Fianna Fáil also warned against any plans to radically alter the system following reports of proposals for a two-tier system of child benefit, along with a €40 cut to the flat child welfare rate.
The Department of Social Protection yesterday committed to publishing a report on tax and social welfare by an advisory group chaired by barrister Ita Mangan.
The group has advised that child benefit payments be cut to around €100 per child each month, according to RTÉ’s The Week in Politics. Such a change could claw back €200m a year for the exchequer.
Currently, child benefit is paid at €140 per child for the first two children, rising to €148 for the third, while €160 is paid for the fourth and subsequent children.

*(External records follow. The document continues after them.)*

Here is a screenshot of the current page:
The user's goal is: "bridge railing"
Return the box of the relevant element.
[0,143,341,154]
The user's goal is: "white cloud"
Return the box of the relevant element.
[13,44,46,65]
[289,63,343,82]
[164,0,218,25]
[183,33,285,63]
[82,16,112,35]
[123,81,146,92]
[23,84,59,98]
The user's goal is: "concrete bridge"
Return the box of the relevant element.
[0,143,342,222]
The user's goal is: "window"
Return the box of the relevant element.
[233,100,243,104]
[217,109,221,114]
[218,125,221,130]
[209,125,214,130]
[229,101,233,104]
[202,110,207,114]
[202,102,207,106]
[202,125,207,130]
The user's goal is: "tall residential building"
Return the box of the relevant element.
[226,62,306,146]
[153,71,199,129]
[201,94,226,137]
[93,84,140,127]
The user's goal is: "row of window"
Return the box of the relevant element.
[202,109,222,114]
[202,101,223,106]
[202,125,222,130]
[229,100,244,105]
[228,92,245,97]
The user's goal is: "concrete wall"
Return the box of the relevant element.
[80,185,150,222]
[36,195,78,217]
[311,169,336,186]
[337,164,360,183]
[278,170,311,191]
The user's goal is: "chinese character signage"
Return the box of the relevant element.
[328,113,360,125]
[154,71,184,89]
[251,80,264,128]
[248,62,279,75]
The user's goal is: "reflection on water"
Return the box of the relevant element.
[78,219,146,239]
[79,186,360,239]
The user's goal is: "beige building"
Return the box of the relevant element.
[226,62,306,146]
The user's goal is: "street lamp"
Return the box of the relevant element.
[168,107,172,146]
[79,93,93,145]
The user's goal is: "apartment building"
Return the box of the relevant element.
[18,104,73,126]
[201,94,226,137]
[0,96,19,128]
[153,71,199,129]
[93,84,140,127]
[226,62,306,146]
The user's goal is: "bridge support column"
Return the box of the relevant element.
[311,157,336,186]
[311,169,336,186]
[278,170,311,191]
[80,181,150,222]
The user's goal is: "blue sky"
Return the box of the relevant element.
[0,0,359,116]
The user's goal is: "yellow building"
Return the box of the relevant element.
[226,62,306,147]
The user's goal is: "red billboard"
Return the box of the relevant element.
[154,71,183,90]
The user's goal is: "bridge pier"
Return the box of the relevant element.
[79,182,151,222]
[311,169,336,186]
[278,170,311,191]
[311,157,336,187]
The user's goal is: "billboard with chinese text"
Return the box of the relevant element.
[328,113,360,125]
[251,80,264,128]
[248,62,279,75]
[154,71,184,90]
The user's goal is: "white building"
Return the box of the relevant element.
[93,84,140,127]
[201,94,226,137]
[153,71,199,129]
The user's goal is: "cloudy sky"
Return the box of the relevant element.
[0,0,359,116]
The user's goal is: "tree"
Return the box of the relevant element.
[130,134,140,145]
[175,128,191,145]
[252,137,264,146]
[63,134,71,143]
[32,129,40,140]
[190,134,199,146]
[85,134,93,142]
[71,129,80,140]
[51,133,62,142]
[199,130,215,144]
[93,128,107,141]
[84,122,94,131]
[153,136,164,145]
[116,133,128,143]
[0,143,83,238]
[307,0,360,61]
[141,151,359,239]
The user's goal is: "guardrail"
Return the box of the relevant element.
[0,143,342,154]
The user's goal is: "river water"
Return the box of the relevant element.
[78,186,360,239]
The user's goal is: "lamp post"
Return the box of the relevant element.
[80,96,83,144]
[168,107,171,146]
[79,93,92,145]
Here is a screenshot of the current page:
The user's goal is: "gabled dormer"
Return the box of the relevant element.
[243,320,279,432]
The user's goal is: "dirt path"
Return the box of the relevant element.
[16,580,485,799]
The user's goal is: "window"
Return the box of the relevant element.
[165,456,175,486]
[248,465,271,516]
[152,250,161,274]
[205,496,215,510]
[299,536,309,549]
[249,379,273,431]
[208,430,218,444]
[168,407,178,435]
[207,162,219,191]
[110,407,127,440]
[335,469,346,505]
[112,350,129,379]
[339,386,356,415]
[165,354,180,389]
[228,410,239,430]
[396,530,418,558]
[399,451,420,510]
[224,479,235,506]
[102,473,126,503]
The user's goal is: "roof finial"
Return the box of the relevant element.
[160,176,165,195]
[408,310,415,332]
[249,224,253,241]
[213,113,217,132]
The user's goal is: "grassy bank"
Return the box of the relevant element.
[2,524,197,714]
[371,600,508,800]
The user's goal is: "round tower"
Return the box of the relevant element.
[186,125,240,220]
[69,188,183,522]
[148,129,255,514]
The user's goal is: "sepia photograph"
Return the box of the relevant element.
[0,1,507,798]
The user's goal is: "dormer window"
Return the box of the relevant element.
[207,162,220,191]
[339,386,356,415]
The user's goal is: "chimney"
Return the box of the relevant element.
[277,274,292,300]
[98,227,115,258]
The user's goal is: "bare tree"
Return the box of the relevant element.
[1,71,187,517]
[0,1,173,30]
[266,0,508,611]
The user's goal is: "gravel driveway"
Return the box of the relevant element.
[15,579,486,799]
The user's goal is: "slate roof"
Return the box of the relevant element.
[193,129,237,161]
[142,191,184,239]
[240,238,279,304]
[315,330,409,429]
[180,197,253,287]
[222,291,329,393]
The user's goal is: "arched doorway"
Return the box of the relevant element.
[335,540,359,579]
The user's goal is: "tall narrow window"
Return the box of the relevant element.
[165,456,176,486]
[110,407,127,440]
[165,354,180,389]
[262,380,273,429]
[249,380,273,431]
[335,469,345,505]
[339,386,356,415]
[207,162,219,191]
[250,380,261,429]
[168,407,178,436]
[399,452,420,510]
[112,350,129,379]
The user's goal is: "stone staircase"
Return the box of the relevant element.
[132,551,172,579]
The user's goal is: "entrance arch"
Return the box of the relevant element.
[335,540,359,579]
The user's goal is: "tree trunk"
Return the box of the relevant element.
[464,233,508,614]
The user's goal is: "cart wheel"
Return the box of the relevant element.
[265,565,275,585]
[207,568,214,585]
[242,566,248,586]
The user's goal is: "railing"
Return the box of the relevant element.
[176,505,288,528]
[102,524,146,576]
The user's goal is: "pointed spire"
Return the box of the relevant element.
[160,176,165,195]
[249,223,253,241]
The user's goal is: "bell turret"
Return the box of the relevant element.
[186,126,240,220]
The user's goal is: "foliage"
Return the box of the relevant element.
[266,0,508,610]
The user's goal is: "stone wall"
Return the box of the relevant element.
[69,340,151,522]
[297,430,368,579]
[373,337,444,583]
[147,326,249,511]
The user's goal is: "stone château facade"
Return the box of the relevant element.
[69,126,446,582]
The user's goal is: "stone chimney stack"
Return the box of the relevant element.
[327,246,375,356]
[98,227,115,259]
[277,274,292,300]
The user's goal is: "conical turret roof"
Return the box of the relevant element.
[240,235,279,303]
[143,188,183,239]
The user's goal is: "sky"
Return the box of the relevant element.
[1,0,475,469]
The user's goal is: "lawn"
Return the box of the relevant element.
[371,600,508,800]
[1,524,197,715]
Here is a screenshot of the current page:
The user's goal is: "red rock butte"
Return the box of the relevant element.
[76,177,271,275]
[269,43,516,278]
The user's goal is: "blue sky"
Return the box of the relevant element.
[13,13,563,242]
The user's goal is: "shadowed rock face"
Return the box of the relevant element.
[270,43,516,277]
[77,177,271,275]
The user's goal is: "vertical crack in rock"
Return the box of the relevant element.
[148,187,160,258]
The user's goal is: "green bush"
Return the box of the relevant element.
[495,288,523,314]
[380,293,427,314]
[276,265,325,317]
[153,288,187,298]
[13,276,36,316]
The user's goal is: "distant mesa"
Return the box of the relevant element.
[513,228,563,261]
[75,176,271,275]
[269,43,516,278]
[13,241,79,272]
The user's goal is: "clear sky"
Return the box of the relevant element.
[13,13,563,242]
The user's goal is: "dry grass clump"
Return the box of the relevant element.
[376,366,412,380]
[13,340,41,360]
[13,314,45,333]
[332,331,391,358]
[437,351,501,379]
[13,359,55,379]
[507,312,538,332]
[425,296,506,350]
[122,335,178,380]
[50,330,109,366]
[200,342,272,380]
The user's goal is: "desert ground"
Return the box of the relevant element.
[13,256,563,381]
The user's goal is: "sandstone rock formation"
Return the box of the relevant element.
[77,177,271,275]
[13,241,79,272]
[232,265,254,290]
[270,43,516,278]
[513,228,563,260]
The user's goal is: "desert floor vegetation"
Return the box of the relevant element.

A statement from Joan Burton’s department said: “The report of the group’s examination of this issue is currently being considered by the minister. It is intended to publish this report in due course.”
The Irish Examiner reported on Oct 17 last year that the same group was considering a tax for child benefit that could recoup €300m for the department, but that a legal challenge could frustrate this.
The bill for child benefit is expected to be in the order of €2.1bn for nearly 600,000 families this year.
Child benefit was cut by €19 for the third child and €17 for the fourth and subsequent child last December. That budget also warned that child benefit payments would be standardised over the next two years.
Ms Burton must find €540m in savings next year.
Social Justice Ireland director Sean Healy said cuts to child benefit would be “unjust, unfair... unacceptable... and unnecessary”.
Labour backbench response was mixed. Joanna Tuffy of Dublin Mid–West said any cut would need to be made up elsewhere for families in need.
Kevin Humphreys said changes were needed “so that those earning large salaries are not receiving money from the State that they don’t need”.
Fianna Fáil’s Willie O’Dea said: “A family with four children could see their payments cut by €160 a month, which could plunge already struggling families into more severe poverty.”
He added that families “should not have to live with this threat hanging over them for the coming months”.